The basic structure of an export file is:

{
    'base name 1' : {
        'table name 1' : {
            ...
            'records' : { # dict to contain all records (rows) in the table, indexed by each record's unique id string
                record id 1 : {record info}
                record id 2 : {record info}
                ...
            },
            'fields' : { # dict to contain schema info about the fields found in each record
                field id 1 : {field info}
                field id 2 : {field info}
                ...
            },
        'table name 2' : {...}
        ...
        }
    }
    'base name 2' : {...}
    ...
}
For example:
{
  "Data Request Opportunities (Public)": {
    "Comment": {
      "base_id": "appbrFryP1MhstOS3",
      "base_name": "Data Request Opportunities (Public)",
      "id": "tblQqiAzywOppDNvj",
      "name": "Comment",      
      "description": "",
      "fields": {
        "fld5PnZpNhaifVJ8z": {
          "description": "Comment Title",
          "name": "Comment Title",
          "type": "singleLineText"
        },
        "fldKYZsaRAapA58NG": {
          "description": "Variable groups relevant to the comment.",
          "linked_table_id": "tbl4x1RxPwKRZ0VXY",
          "name": "Variable Groups",
          "type": "multipleRecordLinks"
        }, 
    ... 
      "records": {
        "rec5E9oBVZsxdxHKN": {
          "Comment": "The reference to Omon.sltbasin (Omon.slftbasin) is wrong and must be changed to Omon.sltbasin.\n",
          "Comment Title": "Update description",
          "Opportunities": [
            "reczXng420cBQ08hg"
          ],
          "Status": "Done",
          "Theme": [
            "Ocean & Sea-Ice"
          ],
          "Variable Groups": [
            "recPohW0nDzLULHye"
          ]
        },
        ...

Each base is a separate top-level entry ("base" is Airtable's term for database). This is necessary to ensure the integrity of links between different tables in each base. They are self-consistent within a base, but not across different bases. Note however that release versions (dreq_release_export.json) contain only one base. To create release versions, tables from public views of the three "working bases" (Opportunities, Physical Parameters, and Variables) at the release time are consolidated in Airtable into a single, static self-consistent base.

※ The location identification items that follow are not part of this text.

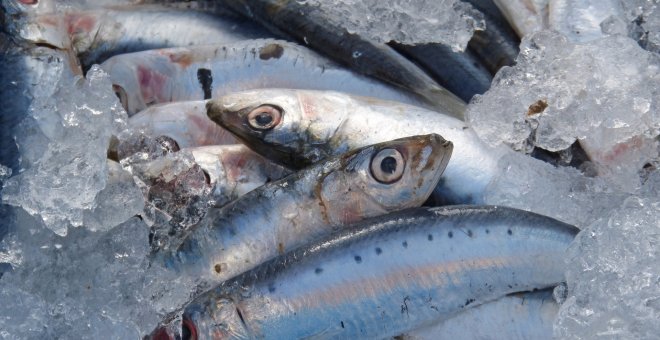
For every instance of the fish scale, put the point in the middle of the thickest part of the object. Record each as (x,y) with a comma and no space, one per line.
(389,274)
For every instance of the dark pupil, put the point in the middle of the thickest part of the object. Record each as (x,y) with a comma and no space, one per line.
(388,165)
(263,118)
(185,332)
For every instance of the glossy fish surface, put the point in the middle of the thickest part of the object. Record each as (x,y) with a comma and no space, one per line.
(387,275)
(288,213)
(204,72)
(185,122)
(316,125)
(519,316)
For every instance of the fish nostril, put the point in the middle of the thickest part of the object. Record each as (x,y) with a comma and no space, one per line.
(188,331)
(162,334)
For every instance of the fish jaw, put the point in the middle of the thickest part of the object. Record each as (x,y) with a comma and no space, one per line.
(353,193)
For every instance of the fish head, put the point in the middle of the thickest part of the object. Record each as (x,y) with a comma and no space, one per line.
(292,127)
(209,317)
(384,177)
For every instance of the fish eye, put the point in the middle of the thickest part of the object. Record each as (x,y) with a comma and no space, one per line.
(264,117)
(121,94)
(188,331)
(387,166)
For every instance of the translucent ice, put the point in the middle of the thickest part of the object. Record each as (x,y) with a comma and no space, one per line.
(87,285)
(604,93)
(64,141)
(450,22)
(614,276)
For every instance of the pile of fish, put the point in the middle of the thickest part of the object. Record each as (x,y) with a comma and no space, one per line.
(306,179)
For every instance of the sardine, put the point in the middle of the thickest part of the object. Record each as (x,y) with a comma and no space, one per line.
(202,72)
(185,122)
(97,34)
(235,170)
(519,316)
(310,25)
(316,125)
(288,213)
(386,276)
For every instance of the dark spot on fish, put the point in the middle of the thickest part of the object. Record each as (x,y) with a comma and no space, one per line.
(240,315)
(388,165)
(205,79)
(538,107)
(271,51)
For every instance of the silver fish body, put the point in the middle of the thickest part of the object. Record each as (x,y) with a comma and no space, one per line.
(520,316)
(99,33)
(316,125)
(184,122)
(202,72)
(388,275)
(288,213)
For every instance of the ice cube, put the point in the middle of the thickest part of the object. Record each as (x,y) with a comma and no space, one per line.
(613,280)
(450,22)
(604,94)
(65,141)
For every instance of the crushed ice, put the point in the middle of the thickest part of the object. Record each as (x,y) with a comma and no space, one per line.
(449,22)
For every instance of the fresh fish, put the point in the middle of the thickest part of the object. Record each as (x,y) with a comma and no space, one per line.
(97,34)
(459,72)
(288,213)
(497,45)
(311,26)
(518,316)
(386,276)
(235,170)
(202,72)
(316,125)
(184,122)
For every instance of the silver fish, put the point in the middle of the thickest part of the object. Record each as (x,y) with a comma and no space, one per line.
(290,212)
(99,33)
(316,125)
(313,27)
(184,122)
(386,276)
(202,72)
(520,316)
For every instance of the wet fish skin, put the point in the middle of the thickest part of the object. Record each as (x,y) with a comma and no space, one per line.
(185,122)
(317,125)
(100,33)
(235,170)
(459,72)
(290,212)
(357,282)
(520,316)
(204,72)
(308,25)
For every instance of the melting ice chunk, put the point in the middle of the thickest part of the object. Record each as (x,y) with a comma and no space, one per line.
(68,135)
(604,93)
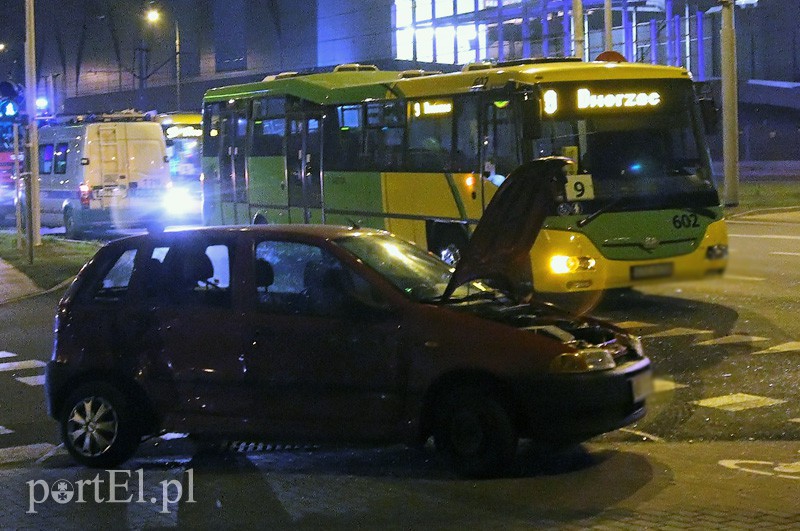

In any export, links from a record to one or more other records in other tables appear as lists of record id strings. In the above example, "Opportunities" and "Variable Groups" are both links (in this instance the lists have length = 1). The field description indicates which table a link points to, which in the above example for "Variable Groups" is the table with the id string given by linked_table_id. (In this instance it's obvious which table is linked to because the field name is the same as the table name, but that's not required and isn't always the case.) Note that the unique ids of records, such as "recPohW0nDzLULHye", or of other entities in the export (tables, fields, and bases), are not equivalent to the persistent unique identifiers (uid) of data request objects. These ids are internally generated when the information is exported from airtable, and provide self-consistent identifiers within the export file but are not persistent identifiers.